IV 8 Inégalité des demi tons


https://www.youtube.com/watch?v=Qgsh8Chit20

Considérons maintenant les demi-tons. Ici aussi, comme dans l’accord pythagoricien, il y a des demi-tons courts et des demi-tons longs, mais ce ne sont pas les mêmes que dans l’accord pythagoricien ; et par ailleurs, cette différence entre deux sortes de demi-tons est encore plus marquée que dans l’accord pythagoricien. Vous pouvez entendre cette différence sur la vidéo.
Vous remarquez que les demi-tons courts sont ceux pour lesquels le nom de la note ne change pas (p.ex. do – do dièse) ; les demi-tons longs sont ceux où le nom de la note change (do dièse – ré ou ré – mi b). Ici donc la notion de sensible n’est pas valorisée comme dans l’accord pythagoricien, puisque par exemple dans l’intervalle si – do, le si est en quelque sorte attiré vers le bas par le sol pour former une tierce naturelle, plus petite que la tierce du tempérament égal ; dans l’intervalle la – si b, le la est attiré par le fa, et le si b vers le ré, pour former chaque fois une tierce naturelle.
Il se trouve que la différence entre ces deux sortes de demi-tons est exactement d’un comma enharmonique (c.e.). Cela est facile à comprendre : en comparaison de tempérament égal, pour passer de do à do dièse, on doit (selon le même schéma que tout à l’heure pour le cas de l’accord pythagoricien, mais en inversant les valeurs), faire sept pas vers la droite, et donc diminuer chacune des sept quintes successives d’1/12 de c.e., donc au total de 7/12 de c.e. ; et entre do dièse et ré, aller de cinq pas vers la gauche, donc augmenter de 5/12 de c.e. ; on constate donc que la différence entre demi-tons mineurs et majeurs vaut 7/12 plus 5/12 de c.e., donc 12/12èmes de cette unité, donc exactement 1 fois cette unité.





IV 9 D'Anglebert + mésotonique


https://www.youtube.com/watch?v=5E1f9Rzlfuk

Dans la vidéo qui suit, vous voyez l’édition par Kenneth Gilbert des « Pièces de clavecin » de D’Anglebert (aux Ed. Heugel, Paris 1975). Lorsque j’ai ouvert pour la première fois le livre de clavecin de D’Anglebert à la page intitulée « Les Principes de l’Accompagnement », où il donne les bases nécessaires à la réalisation de la basse continue, j’ai été complètement sidéré.

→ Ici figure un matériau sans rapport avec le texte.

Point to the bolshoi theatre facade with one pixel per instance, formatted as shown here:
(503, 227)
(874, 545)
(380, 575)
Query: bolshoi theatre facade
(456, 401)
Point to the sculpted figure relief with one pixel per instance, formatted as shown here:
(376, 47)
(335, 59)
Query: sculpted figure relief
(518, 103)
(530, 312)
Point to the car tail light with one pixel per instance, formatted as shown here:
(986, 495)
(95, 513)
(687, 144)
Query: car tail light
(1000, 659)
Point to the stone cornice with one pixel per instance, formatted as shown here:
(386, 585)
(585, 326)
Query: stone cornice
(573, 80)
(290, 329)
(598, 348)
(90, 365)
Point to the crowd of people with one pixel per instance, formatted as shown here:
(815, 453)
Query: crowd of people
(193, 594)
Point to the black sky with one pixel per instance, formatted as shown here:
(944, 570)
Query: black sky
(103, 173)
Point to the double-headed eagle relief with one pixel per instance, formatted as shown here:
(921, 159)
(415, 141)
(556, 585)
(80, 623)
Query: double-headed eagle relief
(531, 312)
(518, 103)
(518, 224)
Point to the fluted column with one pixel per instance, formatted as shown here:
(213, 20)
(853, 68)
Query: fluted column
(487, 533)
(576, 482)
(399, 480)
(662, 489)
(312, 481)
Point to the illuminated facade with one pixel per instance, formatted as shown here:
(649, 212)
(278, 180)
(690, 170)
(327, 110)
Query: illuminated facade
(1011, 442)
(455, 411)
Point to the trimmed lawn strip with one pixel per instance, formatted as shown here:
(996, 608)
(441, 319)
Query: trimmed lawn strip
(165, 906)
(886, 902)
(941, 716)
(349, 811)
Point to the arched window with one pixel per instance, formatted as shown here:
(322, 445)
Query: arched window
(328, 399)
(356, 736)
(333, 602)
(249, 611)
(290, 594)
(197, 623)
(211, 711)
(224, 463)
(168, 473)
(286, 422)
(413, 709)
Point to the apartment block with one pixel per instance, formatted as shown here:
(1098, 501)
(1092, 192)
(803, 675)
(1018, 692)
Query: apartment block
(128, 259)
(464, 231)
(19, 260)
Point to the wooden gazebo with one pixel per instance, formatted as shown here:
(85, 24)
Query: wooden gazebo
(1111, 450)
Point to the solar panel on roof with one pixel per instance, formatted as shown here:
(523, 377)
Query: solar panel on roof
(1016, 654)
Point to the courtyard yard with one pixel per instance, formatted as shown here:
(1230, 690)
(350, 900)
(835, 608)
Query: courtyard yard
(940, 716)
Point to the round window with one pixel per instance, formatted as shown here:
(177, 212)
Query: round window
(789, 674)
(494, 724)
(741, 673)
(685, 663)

En effet il commence par énumérer systématiquement tous les différents intervalles existants. Il décrit ainsi des « demi-tons mineurs » : do – do dièse, mi bémol – mi…. et des « demi-tons majeurs » : do dièse – ré, ré – mi bémol…
Il explique par exemple que le demi-ton mineur est le complément au ton entier du demi-ton majeur, tout comme la tierce mineure est le complément à la quinte de la tierce majeure, ou tout comme la quarte est le complément à l’octave de la quinte. Donc il n’y avait aucun doute sur le fait que D’Anglebert parle d’une différence qui ne relève pas simplement de la fonction harmonique, mais bien d’une différence matérielle, repérable sur le clavier.
J’étais soufflé. Pour moi un demi-ton c’était un demi-ton, un point c’est tout. J’avais bien la notion de demi-ton diatonique et chromatique, mais il s’agissait là d’une notion purement théorique, et en tous cas pas d’une différence matérielle! J’ai eu beaucoup de peine à admettre cela. Si j’avais eu à l’époque les explications que je vous donne aujourd’hui, j’aurais gagné beaucoup de temps !
Le fait que D’Anglebert désigne comme majeurs ceux où l’on change de nom de note, comme mi – fa, et mineurs les autres, montre bien qu’il se base sur l’accord mésotonique.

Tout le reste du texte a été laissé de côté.